Cullen v. Pinholster, 131 S.Ct. 1388 (2011)

Note: this case has been previously reviewed and discussion of the facts and the relevant statutes in the 9th Circuit case are not repeated. The details of the brutal killing described in an earlier blog require no repetition.
Pinholster was convicted of murder and sentenced to death by a California jury and judge in 1984-twenty seven years ago.  The California Supreme Court affirmed the conviction and penalty on appeal, and denied two petitions for habeas corpus alleging ineffective counsel.
The U.S. District Court subsequently held an evidentiary hearing. Pinholster presented evidence never previously submitted to the California Supreme Court, and the trial judge granted the petition upon finding counsel "ineffective." On appeal of the district court decision by the State, the 9th Circuit agreed the court could hear previously unsubmitted evidence on federal habeas corpus. Eight judges dissented.

This incomprehensible rule was jettisoned by the Supreme Court.  The Justices reversed the 9th Circuit (again), enforcing application of 28 U.S.C.2254 (d) (AEDPA), the statutory limitation on federal intervention of state court decisions on collateral review.
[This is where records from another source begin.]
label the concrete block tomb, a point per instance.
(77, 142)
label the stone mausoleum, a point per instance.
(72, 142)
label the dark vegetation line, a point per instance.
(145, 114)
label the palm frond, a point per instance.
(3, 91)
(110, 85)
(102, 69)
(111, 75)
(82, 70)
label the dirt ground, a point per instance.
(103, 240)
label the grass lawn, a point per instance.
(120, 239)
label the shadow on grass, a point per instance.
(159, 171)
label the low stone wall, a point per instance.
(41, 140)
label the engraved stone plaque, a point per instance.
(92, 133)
In the future, a federal habeas court is forbidden from considering any evidence not presented to a state court on a habeas petition; 28 U.S.C. 2254 (d) (1).  The Supreme Court: "Today . . . we hold that evidence introduced in a federal court has no bearing on § 2254(d)(1) review. If a claim has been adjudicated on the merits by a state court, a federal habeas petitioner must overcome the limitation of § 2254(d)(1) on the record that was before that state court." And this: "It would be strange to ask federal courts to analyze whether a state court's adjudication resulted in a decision that unreasonably applied federal law to facts not before the state court."
The Supreme Court also rejected the Ninth Circuit decision that the California Supreme Court improperly ruled on the ineffective counsel claim, citing the seminal case of Strickland v. Washington, (cite omitted). The Supreme Court repeatedly reminded the 9th Circuit that the test for "ineffective counsel" is not based on an independent review of the state court case comparable to ruling on direct appeal but whether its decision was unreasonable under 2254.

The language in Pinholster  should end the repeated attempts by the 9th Circuit to circumvent the law on "ineffective counsel."